Den Abschluss des Abends bildeten die Symphonischen Tänze von Rachmaninov. Dieses Werk ließ sich auch ohne die ursprünglich programmatische Idee dahinter als religiös inspiriertes Werk hören. Dirigent Jakub Hrusa ließ die Philharmoniker diese Musik mit allem symphonischen Impetus aufspielen und sie boten trotzdem eine nicht über Gebühr schwelgende Deutung an, die mit ihrer gewissen Rationalität die Ohren auch auf formale Aspekte lenkte und nicht nur dem Schönklang frönte.

Am Anfang stand eine sozusagen großformatige Ouvertüre. Denn mit rund 20 Minuten Dauer ist die Suite aus der Oper Das schlaue Füchslein von Janacek nicht gerade ein kurzer und schon gar nicht ein einfacher Vorhangöffner für einen Konzertabend. Vielmehr hatte es Charles Mackeras, der die Auswahl und Anpassung der Stücke aus der Oper vornahm, verstanden, konzentriert alle wesentlichen Facetten des Werkes einzubinden und gleichzeitig ein schlüssiges Ganzes zu formen.

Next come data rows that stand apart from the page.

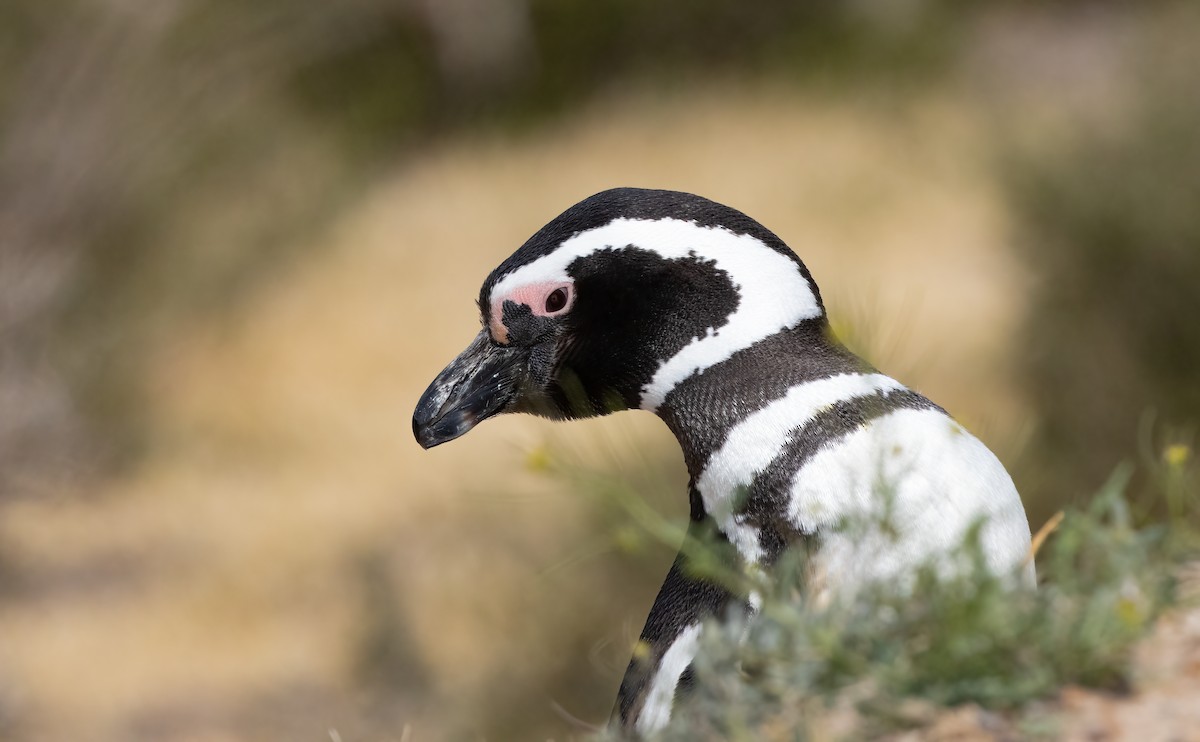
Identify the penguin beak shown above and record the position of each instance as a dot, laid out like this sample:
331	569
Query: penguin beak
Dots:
484	381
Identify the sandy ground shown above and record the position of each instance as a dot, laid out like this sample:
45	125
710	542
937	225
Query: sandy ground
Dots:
216	590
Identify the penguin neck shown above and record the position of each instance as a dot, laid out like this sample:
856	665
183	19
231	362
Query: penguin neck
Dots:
702	410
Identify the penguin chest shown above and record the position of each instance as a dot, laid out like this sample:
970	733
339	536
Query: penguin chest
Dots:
876	476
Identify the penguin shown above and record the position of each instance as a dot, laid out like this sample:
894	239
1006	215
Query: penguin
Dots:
675	304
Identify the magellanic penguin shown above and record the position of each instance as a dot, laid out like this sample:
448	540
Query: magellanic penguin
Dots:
676	304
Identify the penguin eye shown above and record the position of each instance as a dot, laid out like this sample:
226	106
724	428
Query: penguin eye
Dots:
556	300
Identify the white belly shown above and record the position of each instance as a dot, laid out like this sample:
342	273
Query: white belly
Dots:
928	478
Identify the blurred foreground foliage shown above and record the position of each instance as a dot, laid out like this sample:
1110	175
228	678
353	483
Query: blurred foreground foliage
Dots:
889	657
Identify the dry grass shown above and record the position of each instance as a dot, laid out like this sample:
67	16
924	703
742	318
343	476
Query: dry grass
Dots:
221	568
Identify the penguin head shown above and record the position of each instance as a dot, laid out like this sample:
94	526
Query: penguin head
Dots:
612	304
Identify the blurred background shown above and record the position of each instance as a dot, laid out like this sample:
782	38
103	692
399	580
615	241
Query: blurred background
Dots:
237	241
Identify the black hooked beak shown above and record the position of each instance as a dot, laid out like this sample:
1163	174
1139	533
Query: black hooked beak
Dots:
484	381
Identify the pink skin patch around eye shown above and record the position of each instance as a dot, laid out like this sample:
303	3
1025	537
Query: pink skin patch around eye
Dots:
534	297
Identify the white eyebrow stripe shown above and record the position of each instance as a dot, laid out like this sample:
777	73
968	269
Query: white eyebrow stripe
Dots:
773	294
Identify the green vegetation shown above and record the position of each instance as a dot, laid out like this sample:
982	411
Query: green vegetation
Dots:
887	659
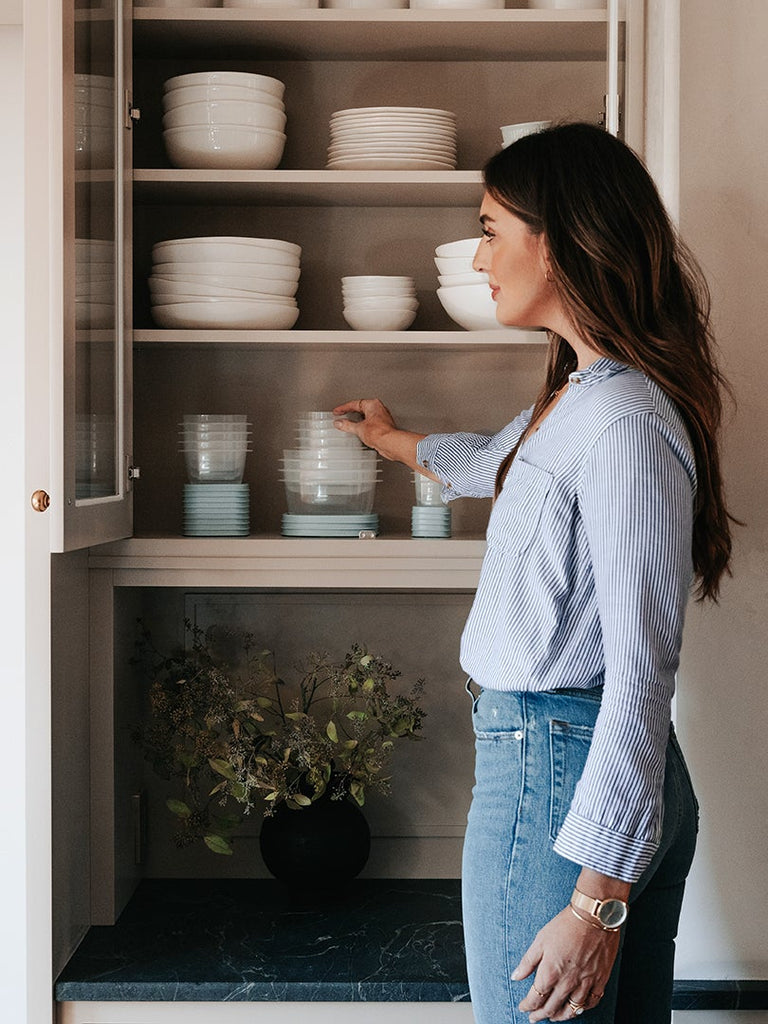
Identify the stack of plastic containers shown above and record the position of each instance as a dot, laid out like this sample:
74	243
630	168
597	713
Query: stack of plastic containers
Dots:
330	481
216	501
429	517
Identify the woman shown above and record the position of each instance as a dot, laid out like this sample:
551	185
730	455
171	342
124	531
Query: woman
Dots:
608	504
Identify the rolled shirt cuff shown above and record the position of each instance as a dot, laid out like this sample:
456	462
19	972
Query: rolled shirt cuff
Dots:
426	452
594	846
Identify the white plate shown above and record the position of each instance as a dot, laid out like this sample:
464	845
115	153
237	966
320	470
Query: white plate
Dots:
383	164
394	110
238	315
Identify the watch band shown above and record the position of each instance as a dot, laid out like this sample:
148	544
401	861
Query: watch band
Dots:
591	906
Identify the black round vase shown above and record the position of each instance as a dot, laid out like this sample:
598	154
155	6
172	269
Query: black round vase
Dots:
321	846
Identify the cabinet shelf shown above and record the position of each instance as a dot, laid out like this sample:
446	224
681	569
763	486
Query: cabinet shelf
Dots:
376	35
393	562
336	339
308	187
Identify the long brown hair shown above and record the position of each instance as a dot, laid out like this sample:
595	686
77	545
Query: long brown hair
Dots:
631	288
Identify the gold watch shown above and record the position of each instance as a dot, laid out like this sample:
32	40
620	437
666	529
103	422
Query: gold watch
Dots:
606	913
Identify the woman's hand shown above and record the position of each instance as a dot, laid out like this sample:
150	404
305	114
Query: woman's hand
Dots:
572	962
377	429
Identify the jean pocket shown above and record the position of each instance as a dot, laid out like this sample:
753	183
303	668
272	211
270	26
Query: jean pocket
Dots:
568	747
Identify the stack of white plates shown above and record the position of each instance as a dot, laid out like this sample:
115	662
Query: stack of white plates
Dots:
94	284
351	524
392	138
216	510
511	133
430	521
229	120
223	282
379	302
94	121
94	455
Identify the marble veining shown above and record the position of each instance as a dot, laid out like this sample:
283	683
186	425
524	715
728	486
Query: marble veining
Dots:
254	940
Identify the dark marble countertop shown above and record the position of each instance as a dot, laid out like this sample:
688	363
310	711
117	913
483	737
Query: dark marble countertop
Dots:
255	940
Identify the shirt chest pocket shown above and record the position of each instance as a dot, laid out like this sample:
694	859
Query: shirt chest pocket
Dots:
517	512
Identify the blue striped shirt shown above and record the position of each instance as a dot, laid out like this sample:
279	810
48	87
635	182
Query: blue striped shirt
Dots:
585	583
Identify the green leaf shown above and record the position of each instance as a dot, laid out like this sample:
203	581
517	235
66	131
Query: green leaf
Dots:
218	845
178	807
222	767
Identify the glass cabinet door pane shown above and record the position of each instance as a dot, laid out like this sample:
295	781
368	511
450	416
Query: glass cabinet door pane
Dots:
97	312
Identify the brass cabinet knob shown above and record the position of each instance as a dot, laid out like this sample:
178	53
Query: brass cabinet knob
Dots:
40	501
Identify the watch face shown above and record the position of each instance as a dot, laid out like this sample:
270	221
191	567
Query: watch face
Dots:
612	912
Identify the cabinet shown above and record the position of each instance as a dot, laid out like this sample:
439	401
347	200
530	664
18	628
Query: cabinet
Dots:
492	68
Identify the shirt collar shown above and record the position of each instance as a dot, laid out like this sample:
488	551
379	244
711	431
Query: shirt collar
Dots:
600	370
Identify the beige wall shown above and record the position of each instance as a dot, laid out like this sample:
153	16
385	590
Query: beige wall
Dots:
723	705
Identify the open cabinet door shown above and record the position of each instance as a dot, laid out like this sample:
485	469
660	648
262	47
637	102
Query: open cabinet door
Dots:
92	425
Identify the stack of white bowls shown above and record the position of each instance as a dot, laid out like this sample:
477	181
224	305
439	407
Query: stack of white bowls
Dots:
464	293
95	460
225	282
392	138
224	119
216	502
379	302
94	121
429	517
330	481
94	284
511	133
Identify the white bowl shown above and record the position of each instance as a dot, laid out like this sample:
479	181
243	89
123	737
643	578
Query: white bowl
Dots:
238	314
455	264
263	286
225	112
219	93
379	320
246	80
229	147
222	252
457	280
396	304
511	133
222	271
470	306
464	247
174	289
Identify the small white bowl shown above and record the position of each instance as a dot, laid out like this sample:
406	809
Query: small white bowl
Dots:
246	80
465	248
511	133
381	302
457	280
224	147
470	306
379	320
227	112
232	313
219	93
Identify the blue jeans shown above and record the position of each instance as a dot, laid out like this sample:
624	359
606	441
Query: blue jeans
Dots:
513	883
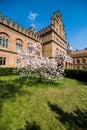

Die Wiener Philharmoniker ließen sich von Hrusa zu einem wahrlich funkelnden Spiel anregen, das die große Qualität dieses Spätwerks von Janacek zum Leuchten brachte. Waren das Orchester und die solistischen Interpreten aus dem Ensemble den ganzen Abend über immer wieder in Erscheinung getreten, so hatten sie ihre Duftmarken, schlau wie ein Fuchs, bereits am Anfang so exquisit setzen können, dass im Nachblick diese Darbietung als prägendste des Abends im Ohr blieb. So sensibel und gleichzeitig beeindruckend ansprechend durfte man die Suite an diesem Abend hören, dass die Darstellung des Naturbildes in diesem thematisch reichen Werk prickelnd hervorgehoben wurde.